Cibolo Creek runs east of San Antonio and is a major tributary of the San Antonio river. I had time to fish one access point at a road crossing. The water was turbid, but I could see several surface minnows, so started with my micro setup. A small pinch of worm was all it took to interest my first Texas micro, the Blackstripe Topminnow (Fundulus notalus) and a new species for the lifelist as well!
This species is known to have a silver-white spot on top of its head….which showed up quite well in this photo….
I could see other small schooling fish close to the surface, but they stayed out of my reach toward the center of the creek where the current was stronger. Now I see why I need that 10 foot version of the Soyokaze!
I then changed rigs for a larger hook and float to test for other inhabitants of this spot. I was immediately rewarded with a series of Longear Sunfish ( Lepomis megalotis) with coloration much different from those of my local southern Alabama waters. These fish are beautiful, some with much more blue on the face and extending onto the sides. Here are a couple noteworthy examples.
I wanted to try another spot to find other species so I stopped at another creek crossing, this time the Santa Clara Creek, which joins Cibolo Creek below where I fished. This pool was densely murky, so much so that I doubted I would have much luck. I was quite surprised when I caught several Black Bullheads (Ameiurus melas) in quick succession. I also caught a few small Bluegill and Longears. The bank was very slippery with a sticky mud and my shoes soon gained several pounds in weight!

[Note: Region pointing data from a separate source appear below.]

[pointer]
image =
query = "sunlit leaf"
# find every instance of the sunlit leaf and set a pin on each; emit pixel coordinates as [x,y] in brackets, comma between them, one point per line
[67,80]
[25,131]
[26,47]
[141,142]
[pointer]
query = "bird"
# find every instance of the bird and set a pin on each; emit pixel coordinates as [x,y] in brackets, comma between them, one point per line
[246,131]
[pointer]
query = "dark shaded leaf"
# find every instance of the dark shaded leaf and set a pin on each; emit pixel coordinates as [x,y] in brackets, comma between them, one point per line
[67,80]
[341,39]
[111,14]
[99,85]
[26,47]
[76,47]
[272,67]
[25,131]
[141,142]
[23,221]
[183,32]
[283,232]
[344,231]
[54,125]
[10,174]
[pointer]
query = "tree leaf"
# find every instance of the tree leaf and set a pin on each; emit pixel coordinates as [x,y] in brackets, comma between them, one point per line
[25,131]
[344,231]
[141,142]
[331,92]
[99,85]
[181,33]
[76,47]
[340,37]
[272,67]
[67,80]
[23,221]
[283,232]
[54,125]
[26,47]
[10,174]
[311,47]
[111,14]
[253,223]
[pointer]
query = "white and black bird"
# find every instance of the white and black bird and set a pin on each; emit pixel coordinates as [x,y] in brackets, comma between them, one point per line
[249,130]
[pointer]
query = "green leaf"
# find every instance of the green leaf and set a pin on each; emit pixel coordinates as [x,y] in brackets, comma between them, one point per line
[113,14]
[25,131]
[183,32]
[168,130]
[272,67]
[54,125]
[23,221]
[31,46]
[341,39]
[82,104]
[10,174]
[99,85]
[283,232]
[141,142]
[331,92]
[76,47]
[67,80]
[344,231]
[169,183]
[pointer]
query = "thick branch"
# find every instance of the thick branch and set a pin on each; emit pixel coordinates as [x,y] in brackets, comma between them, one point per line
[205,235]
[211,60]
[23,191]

On the way back to the motel, I stopped at another spot on Santa Clara Creek and added another fish to the lifelist, the Western Mosquitofish ( Gambusia affinis). This was a very pregnant female with some colorful highlights. At this spot I saw a couple juvenile largemouth bass and a sizable Spotted Gar. Water here was only 12-18 inches deep and the fish were very wary and spooked easily.